Workflow 2: Kubernetes Cluster
In this setup you will run the microservices in a Kubernetes cluster that supports two independent avatar animation stream instances.
The workflow configuration consists of the following components:
Audio2Face (A2F) microservice: converts speech audio into facial animation including lip syncing
Animation Graph microservice: manages and blendes animation states
Omniverse Renderer microservice: renderer that visualizes the animation data based on the loaded avatar scene
Gstreamer client: captures and shows image and audio streaming data as user front end
Avatar scene: Collection of 3D scene and avatar model data that is shared between the animation graph and Omniverse renderer microservices and pulled from NGC resource
Prerequisites
Before you start make sure to have installed and checked all prerequisites in the Development Setup.
Additionally, this section assumes that the following prerequisites are met:
You have a Kubernetes cluster available
You have installed Kubectl
You have installed Helm
You have access to NVAIE, which is required to download the Animation Graph and Omniverse Renderer microservices
You have access access to the public NGC catalog, which is required to download the Avatar Configurator
Note
If you are running Kubernetes using microk8s, note that driver issues have been reported with
microk8s
versions1.29
and1.30
. If you encounter the errorCuda failure: CUDA driver version is insufficient for CUDA runtime version
, consider downgrading to version1.24
, which has been verified to work.
Hardware Requirements
This guide assumes you have access to enough GPU resources. A single renderer will consume up to 8 GB of GPU memory (avatar scene dependent). To run two renderers as shown in the pipeline we recommend to use two GPUs. Alternately, you can configure the setup to run only one renderer on a single GPU (see Adapt UCS App for Single Renderer & GPU).
Each component has its own hardware requirements. The requirements of the workflow is the sum of its components.
Audio2Face (A2F) microservice
Animation Graph microservice
Omniverse Renderer microservice
Download UCS App Files
Download the following files and place them in an empty ucs_apps
directory:
Update the animation_pipeline_params.yaml
file’s avatar-renderer-a.livestream.host
property to use your own IP address (hostname -I
will show you your IP address). Do the same for avatar-renderer-b
.
Note
The above configuration assumes you have access to two GPUs, and it deploys one renderer per GPU.
Adapt UCS App for Single Renderer & GPU
To reduce the required GPU resources you can adapt the UCS app configuration to run one renderer on a single GPU by commenting all sections and lines that contain avatar-renderer-b
:
ucs_apps/animation_pipeline.yaml: (lines: 49-53, 69-70)
ucs_apps/animation_pipeline_values.yaml: (lines: 38-56)
ucs_apps/animation_pipeline_params.yaml: (lines: 62-73)

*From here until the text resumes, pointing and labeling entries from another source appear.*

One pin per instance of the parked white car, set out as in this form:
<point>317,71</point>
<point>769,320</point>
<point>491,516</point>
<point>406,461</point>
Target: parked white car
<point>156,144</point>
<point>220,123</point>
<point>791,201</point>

Configure the Resource Downloader
Both the Animation Graph microservice and the Omniverse Renderer microservice use a USD scene configuration. By default the UCS app configures the microservices to download the avatar scene from NGC. However, there are also alternative methods to download resources and you can also create your own resource downloader init container as described in the Resource Downloader section.
Build UCS App
rm -rf _build/animation_pipeline*
ucf_app_builder_cli app build ucs_apps/animation_pipeline.yaml ucs_apps/animation_pipeline_params.yaml -o _build/animation_pipeline
Deploy UCS App
name=animation-pipeline
namespace=$name
kubectl create namespace $namespace
kubectl create secret docker-registry ngc-docker-reg-secret --docker-server=nvcr.io --docker-username='$oauthtoken' --docker-password=$NGC_CLI_API_KEY -n $namespace
kubectl create secret generic ngc-api-key-secret --from-literal=NGC_CLI_API_KEY=$NGC_CLI_API_KEY -n $namespace
helm upgrade --install --cleanup-on-fail --namespace $namespace $name _build/animation_pipeline/ -f _build/animation_pipeline/values.yaml -f ucs_apps/animation_pipeline_values.yaml
Check the pod states:
watch kubectl get pods -n $namespace
Starting all the pods will take up to 30 min. You need to wait until they are all indicated as ready.
Prepare Streaming
We will create two independent avatar stream instances.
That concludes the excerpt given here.